MUMBAI (Commodity Online): Hindalco Industries, India’s aluminium and copper major, suffered blows due to lower sales realisation and higher operating expenses.
According to a press note issued by the company, despite strong volume growth and lower cost of production, the company’s quarterly net profit more than halved on a year-on-year (y-o-y) basis. The net profit at Rs 344 crore is below expectations; the revenue figures beat expectations though.
Hindalco’s aluminium business has performed better than its peers such as National Aluminium Company (Nalco) and Sterlite Industries. Hindalco is the lowest-cost producer of aluminium in India. However, Hindalco, by its own standard, failed to report a good set of profit numbers.
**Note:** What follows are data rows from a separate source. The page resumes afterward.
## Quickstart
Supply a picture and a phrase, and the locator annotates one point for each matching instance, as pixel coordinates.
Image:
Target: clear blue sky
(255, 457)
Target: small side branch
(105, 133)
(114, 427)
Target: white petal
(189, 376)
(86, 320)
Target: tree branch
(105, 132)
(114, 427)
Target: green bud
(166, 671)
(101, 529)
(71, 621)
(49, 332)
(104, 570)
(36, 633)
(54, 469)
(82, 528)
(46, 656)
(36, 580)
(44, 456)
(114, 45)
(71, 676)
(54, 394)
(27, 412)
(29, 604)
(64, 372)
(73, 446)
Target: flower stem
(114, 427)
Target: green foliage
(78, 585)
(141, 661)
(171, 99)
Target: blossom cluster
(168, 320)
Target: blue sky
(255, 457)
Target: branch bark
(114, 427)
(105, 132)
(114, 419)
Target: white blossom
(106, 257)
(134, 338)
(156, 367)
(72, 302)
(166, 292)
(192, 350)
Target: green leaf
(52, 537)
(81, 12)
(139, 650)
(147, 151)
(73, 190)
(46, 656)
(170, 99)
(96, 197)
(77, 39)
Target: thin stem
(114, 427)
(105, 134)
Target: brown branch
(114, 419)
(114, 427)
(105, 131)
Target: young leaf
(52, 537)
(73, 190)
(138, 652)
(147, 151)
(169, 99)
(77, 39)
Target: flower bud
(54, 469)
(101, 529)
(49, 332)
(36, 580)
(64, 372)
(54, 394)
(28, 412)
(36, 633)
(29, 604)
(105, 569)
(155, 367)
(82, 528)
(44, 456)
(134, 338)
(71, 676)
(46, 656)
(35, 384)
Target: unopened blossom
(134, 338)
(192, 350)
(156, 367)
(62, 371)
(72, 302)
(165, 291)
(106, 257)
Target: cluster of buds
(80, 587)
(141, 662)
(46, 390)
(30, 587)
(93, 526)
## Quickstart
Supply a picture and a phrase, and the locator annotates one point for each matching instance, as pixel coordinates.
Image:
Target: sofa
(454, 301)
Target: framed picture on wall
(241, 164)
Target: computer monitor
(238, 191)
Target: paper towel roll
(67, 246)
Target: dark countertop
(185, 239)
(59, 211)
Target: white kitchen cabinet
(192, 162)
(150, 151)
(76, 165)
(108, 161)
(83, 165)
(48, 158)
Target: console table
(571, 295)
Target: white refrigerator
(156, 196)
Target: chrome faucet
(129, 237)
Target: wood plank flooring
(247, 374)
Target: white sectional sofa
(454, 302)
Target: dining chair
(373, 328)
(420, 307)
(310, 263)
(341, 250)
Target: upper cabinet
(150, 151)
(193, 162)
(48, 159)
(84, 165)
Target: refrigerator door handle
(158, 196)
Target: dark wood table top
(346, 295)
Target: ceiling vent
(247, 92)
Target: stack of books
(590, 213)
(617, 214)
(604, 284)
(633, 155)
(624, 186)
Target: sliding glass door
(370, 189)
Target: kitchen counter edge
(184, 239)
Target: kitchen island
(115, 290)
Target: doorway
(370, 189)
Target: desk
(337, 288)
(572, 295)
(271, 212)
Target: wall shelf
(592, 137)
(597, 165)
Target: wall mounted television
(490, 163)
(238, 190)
Its operating profit (profit before interest and tax) margin, in the aluminium business, at 15.6%, is the highest among its peers, but is almost half of what it was in the June 2009 quarter. This happened despite a 15% sequential rise in London Metal Exchange aluminium prices. Somehow, the company couldn’t manage its operating expenses in the aluminium business very well.
The copper business, however, seems to have performed in line with expectations. Despite a sharp fall in by-products realisation, mainly sulphuric acid prices, the operating profit grew by more than half, on a y-o-y basis. The excellent performance in the copper business would not have been possible had the company not lowered the cash cost of production by one-third and sold 15% more than what it did in September 2008 quarter.
Going forward, the management of Hindalco has hinted at aluminium prices may not rise significantly from current levels. The treatment and refining charges (TC/RC) are also unlikely to gain any further strength.
It is unlikely that Hindalco’s absolute profit figures will rise significantly in the next two quarters unless there is sharp recovery in demand or drop in cost of production.